Optimizing LLMs with C, and Running GPT, Llama, and Whisper on Your Laptop

Table of content
-
Implementing a simple mathematical function 1.1 The definition of a context 1.2 Initialising tensors 1.3 Forward computation and computation graph 1.4 Compilation and run
- Final remarks on this first part
- Support my writing
Large language models (LLMs) are on a hype everywhere. Newspapers are spending tons and tons of words to describe a new incoming world, assuring that "AI has finally arrived". Although LLMs are bringing a tangible impact in our lives, we must be calm and critically analyse the entire situation. LLMs hype reminds me the same hype "data scientist" jobs had a few years ago. Back in 2014, when I started my PhD, I saw a steady increase in data scientists' job positions, which peaked in around 2018. At that time, news were on hype again writing: "Data scientist: the $1M profession" or "The sexiest job of the 21st century" – do these titles sound familiar with LLMs' ones?
On one side, LLMs are a GREAT technology and a step forward to a more general AI framework. These models are the starting point for a deeper journey into AI, and I am sure one day most of the apps and technologies will rely on these models. However, I can see often, on Medium too, sometimes there's a lack of clarity about these models. Regardless of their power and fantastic outcomes, these models are too heavy to be easily run or trained. Therefore companies need to know LLM very well before deciding any move in any strategic business direction. One of the most poignant points is the huge memory cost these models have the large infrastructure they do need for training and the costly infrastructure they need for inference.
If we think of the basic LLM structure, namely the transformer, we can recognize the classical encoder-decoder structure. At inference time, the decoder does need to have an in-memory mechanism to establish how much score attention to give to a specific input token. This score is based on the possible position of the token in the sentence, as well as on its agreement with the remaining context. Such a mechanism is known as the KV cache. Given the size of this matrix, it's very easy to eat up 3 TB of memory for simple models, with a context length of 2048. To further speed up this calculation we do need to run things on GPUs. Finally, the entire decoder structure is hard to parallelize.

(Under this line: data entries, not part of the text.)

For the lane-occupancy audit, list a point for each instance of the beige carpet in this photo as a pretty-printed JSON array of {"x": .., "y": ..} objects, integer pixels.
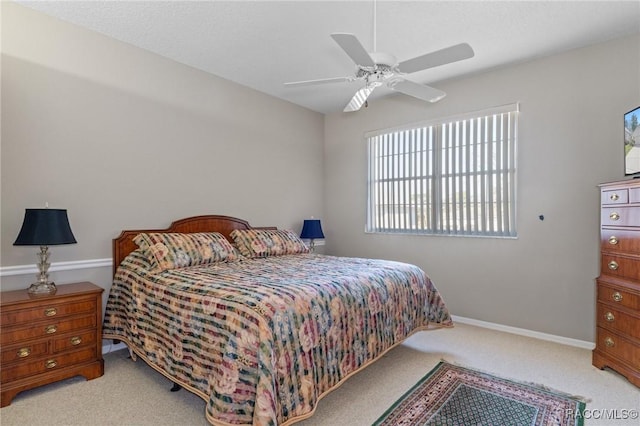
[{"x": 130, "y": 393}]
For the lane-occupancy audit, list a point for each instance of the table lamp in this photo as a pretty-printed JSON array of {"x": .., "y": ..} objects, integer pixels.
[
  {"x": 311, "y": 230},
  {"x": 44, "y": 227}
]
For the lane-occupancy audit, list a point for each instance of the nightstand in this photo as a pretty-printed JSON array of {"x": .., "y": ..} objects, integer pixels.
[{"x": 45, "y": 339}]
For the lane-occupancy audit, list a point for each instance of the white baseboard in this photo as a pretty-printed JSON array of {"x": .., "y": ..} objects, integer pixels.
[
  {"x": 583, "y": 344},
  {"x": 56, "y": 266},
  {"x": 112, "y": 347}
]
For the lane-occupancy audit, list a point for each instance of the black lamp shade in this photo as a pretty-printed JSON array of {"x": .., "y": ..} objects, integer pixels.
[
  {"x": 45, "y": 227},
  {"x": 311, "y": 229}
]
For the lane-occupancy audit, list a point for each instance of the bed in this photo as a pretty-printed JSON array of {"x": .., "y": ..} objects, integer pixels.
[{"x": 252, "y": 322}]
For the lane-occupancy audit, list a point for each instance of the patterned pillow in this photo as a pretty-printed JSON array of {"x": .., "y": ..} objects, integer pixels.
[
  {"x": 267, "y": 242},
  {"x": 174, "y": 250}
]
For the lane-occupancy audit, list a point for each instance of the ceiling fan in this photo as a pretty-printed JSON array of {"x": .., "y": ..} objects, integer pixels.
[{"x": 376, "y": 68}]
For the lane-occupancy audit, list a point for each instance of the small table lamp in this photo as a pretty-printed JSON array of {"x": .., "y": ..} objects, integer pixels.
[
  {"x": 44, "y": 227},
  {"x": 311, "y": 230}
]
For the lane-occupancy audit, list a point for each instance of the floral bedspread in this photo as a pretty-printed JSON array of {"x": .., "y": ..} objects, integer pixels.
[{"x": 262, "y": 340}]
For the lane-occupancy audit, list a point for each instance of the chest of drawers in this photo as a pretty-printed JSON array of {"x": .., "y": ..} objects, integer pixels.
[
  {"x": 44, "y": 339},
  {"x": 618, "y": 286}
]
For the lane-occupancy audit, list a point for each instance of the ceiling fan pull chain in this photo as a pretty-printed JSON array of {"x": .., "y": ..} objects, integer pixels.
[{"x": 375, "y": 20}]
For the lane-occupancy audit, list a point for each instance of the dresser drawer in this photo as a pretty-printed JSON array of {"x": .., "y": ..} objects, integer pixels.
[
  {"x": 47, "y": 364},
  {"x": 620, "y": 216},
  {"x": 46, "y": 328},
  {"x": 47, "y": 310},
  {"x": 618, "y": 240},
  {"x": 618, "y": 266},
  {"x": 618, "y": 321},
  {"x": 25, "y": 351},
  {"x": 617, "y": 296},
  {"x": 615, "y": 196},
  {"x": 74, "y": 340},
  {"x": 616, "y": 346}
]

Given this prelude, is it possible to find a compromise or a tradeoff solution that could allow us to run these calculations on a simpler infrastructure? This article shows you how Georgi Gerganov implemented a new optimised C-based tensor library, called ggml
. The commit I am referring to throughout the text is the commit 0f4e99b, which dates back to September 2022, at the beginning of the ggml
adventure. The rationale is to use a base code, to give you a strong understanding of the entire package.
Implementing a simple mathematical function
Before jumping to LLMs, which will come in a second article soon, let's try to decompose the key elements of the library, in order to compute values for a very simple function like: f = ax² .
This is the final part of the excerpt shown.